The Elefanti stayed compact and narrow in the defensive phase of play, with the wide men – two of Ezequiel Schelotto, Giuseppe Mascara, Raphael Martinho and Alejandro Gómez – expected to drop back and tuck in when out of possession; meanwhile, Ricchiuti and the central striker – more often than not López – moved back into midfield to prevent simple passes into this central zone rather than pressing the centre-backs, a notable feature of Atlético’s play over the last few seasons.
Catania were generally happy to concede the ball to rivals in order to control the space, the idea being to deny room in between the lines for opponents to pass through before springing forward quickly on the counter. The players may have been inferior, but watching the Catania of 2011 was akin to watching 2014’s Atlético: disciplined, compressed, intense and cohesive.
Notwithstanding the tweaks in style and change of shape, there was little initial improvement on the pitch. A solitary point was collected in Simeone’s first four games, feeble defeats to relegation rivals Parma and Bologna serving as evidence of the tough job ahead. Catania sat just a point and place above the dreaded 18th position going into their home game with Lecce in mid-February, but a nervy 3-2 victory saw Simeone finally get off the mark.
Nine points then followed from the next three matches at the Stadio Angelo Massimino – including a 4-0 thrashing of arch enemy Palermo – but Catania’s away form remained woeful, the Elefanti earning just four points from a possible 45 on their travels. Nevertheless, a discernible improvement had been made, and with five games remaining, Catania had a four-point and three-team cushion above the drop zone.

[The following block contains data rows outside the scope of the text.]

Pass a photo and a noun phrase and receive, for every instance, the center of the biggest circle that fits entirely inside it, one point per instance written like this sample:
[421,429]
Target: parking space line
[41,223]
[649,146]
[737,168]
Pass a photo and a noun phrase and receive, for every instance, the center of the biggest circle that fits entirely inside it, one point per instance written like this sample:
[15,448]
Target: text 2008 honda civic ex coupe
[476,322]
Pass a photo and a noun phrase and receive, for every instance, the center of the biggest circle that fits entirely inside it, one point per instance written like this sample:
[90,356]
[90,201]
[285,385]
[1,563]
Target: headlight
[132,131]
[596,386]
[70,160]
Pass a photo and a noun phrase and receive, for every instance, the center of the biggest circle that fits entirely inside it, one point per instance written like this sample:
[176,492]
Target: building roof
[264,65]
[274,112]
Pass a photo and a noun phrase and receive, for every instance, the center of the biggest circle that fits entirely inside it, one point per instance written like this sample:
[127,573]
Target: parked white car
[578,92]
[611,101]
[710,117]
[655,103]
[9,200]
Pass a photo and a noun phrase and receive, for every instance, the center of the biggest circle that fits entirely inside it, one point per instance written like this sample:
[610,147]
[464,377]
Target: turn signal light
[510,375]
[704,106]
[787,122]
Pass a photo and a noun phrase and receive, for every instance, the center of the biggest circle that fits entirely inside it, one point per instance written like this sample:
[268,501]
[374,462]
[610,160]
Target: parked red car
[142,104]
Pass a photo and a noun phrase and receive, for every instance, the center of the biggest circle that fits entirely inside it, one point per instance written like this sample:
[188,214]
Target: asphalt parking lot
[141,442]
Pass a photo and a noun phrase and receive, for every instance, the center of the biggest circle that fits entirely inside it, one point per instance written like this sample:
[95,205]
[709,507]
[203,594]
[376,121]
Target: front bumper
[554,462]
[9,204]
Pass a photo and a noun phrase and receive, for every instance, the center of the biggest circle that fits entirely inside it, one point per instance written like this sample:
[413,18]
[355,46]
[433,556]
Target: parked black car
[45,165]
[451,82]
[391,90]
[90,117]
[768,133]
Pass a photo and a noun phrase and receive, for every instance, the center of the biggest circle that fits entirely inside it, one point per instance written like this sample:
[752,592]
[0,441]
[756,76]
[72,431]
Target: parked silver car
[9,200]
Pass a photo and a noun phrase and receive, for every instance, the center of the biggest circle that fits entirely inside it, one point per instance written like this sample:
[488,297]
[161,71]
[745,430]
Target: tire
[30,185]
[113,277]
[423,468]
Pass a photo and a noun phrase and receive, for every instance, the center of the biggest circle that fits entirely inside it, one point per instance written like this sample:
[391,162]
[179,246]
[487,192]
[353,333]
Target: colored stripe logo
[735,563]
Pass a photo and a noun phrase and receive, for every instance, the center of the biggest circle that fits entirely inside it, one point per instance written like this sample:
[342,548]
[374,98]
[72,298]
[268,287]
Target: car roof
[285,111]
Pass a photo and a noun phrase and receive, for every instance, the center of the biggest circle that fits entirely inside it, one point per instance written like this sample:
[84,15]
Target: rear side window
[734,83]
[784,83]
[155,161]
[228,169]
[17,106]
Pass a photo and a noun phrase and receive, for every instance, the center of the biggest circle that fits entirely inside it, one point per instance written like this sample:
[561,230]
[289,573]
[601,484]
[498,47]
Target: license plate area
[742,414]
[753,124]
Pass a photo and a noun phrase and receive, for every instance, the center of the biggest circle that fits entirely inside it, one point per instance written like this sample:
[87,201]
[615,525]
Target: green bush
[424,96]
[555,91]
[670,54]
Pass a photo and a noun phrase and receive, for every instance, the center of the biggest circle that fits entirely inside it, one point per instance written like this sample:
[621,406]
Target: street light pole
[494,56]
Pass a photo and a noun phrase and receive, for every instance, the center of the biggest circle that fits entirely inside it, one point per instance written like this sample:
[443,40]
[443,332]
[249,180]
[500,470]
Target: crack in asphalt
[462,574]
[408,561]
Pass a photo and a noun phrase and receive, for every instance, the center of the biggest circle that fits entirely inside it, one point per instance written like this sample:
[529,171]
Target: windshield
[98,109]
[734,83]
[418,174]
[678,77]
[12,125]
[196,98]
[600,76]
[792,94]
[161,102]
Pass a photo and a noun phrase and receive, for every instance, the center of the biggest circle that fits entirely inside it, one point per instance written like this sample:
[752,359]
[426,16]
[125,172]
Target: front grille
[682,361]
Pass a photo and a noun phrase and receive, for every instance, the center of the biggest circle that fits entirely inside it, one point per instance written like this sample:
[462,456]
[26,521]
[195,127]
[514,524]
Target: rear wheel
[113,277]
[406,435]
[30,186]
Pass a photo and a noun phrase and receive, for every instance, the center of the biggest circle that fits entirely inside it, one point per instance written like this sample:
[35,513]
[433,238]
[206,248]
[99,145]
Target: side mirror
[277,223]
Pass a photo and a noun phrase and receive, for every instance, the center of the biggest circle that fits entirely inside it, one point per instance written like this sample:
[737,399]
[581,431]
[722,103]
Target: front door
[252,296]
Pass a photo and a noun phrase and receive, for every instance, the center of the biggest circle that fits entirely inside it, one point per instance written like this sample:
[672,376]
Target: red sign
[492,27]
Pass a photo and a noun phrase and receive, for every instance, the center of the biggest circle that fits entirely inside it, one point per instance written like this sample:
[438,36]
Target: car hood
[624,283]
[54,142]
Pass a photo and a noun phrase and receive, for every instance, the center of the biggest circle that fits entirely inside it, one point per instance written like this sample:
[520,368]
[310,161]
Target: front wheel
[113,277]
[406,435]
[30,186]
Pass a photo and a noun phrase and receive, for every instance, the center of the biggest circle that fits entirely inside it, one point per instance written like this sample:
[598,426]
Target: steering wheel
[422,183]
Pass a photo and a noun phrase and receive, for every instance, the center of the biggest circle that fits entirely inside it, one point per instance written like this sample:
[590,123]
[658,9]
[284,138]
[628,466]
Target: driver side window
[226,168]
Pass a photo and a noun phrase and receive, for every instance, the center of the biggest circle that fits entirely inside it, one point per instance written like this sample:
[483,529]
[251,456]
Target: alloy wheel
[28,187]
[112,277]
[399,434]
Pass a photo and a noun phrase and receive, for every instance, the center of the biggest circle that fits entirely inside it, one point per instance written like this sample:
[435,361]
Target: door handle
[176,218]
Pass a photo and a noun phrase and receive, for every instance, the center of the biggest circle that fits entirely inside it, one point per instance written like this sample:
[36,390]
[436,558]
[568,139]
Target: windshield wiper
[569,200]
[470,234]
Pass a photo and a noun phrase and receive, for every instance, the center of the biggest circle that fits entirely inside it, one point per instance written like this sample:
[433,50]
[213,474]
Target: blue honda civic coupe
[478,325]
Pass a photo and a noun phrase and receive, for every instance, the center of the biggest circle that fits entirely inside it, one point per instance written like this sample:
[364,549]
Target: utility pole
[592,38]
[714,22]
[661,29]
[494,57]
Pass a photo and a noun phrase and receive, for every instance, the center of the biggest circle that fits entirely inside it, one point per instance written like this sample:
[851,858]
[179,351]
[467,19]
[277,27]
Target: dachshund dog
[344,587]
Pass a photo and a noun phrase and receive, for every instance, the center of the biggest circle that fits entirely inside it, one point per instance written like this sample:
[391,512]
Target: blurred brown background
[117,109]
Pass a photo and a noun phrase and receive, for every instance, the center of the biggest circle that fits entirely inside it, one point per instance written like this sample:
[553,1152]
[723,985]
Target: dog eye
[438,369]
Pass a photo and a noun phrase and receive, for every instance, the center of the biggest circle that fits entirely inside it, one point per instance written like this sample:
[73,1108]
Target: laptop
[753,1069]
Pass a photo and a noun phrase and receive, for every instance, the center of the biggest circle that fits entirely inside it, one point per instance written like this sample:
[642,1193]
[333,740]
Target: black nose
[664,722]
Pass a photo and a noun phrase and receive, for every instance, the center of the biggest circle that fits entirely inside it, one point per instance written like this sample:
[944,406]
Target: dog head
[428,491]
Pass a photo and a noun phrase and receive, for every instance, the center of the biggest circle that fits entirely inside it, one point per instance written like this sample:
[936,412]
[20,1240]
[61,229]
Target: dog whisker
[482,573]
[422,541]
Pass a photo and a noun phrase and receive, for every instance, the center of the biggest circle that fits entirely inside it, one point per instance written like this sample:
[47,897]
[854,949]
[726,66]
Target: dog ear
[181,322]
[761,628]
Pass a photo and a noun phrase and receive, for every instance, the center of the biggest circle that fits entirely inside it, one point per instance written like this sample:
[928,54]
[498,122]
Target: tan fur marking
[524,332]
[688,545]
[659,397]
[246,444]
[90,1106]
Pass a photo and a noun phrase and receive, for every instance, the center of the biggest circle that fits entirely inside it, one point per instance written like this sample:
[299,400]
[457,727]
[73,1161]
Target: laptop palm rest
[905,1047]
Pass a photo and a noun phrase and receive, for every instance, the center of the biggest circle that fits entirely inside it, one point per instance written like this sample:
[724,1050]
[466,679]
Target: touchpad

By now, Simeone had fostered a ferocious team spirit among a group who, while clearly talented, had been riven by divisions and infighting under Giampaolo. Cholo’s willingness to employ the underdog tactic of ceding the ball to rivals – Atlético averaged 49.3 percent possession last term, an extraordinary figure for a title-challenging side – was matched with an underdog mentality.
Simeone created an “us against them” outlook at Catania, pouncing on any media criticism or bad refereeing as proof of others not wanting the Sicilians to succeed. Catania also developed an admirable never-say-die attitude, coming from behind to defeat Lecce and Genoa and secure vital draws with Bari and Juventus, and their collective performances increasingly bore a similarity to Simeone’s own style of play, full of intelligence, aggression and craft.
Survival was secured in May after a run of three back-to-back victories over Cagliari, Brescia and Roma, and Catania’s final points total of 46 was their best ever top-flight return. Despite having a year left to run on his contract, Simeone parted company with the club in June, officially by mutual consent but a development that was understood to have been initiated by the Argentine. A brief return to Racing in Simeone’s homeland followed but, by December, Cholo was installed as the new boss of Atlético.
It would be too simplistic to attribute Atlético’s success purely to what Simeone learned at Catania. However, although there are notable tactical differences between the two sides – not least the Elefanti’s use of a traditional number 10. The same ideas of courage, commitment and compactness were evident.
Simeone’s experience in Serie A gave him a managerial footing in Europe and faith that his model could work on the continent. Indeed, it was only six months after leaving Sicily that Simeone was appointed Atlético coach and, although the decision had a lot to do with his connections to the club and managerial accomplishments in South America, Cholo’s rewarding spell in charge of Catania certainly helped to persuade the Madridista board that he was the right choice.
Simeone is perhaps the most highly-regarded coach in world football right now, and when he does decide that he has taken Atlético as far as he can and wants a new challenge, there will be a host of clubs chasing his signature.
The Premier League looks a likely destination, but the Argentine retains an affection for former employers Inter and Lazio, just as he did for Atlético after representing the club over 150 times as a player. Simeone has always spoken positively of his time in Italy, both as a fiery but smart midfielder on the pitch and a fiery but smart manager off it. Serie A, you feel, has not seen the last of Cholo yet.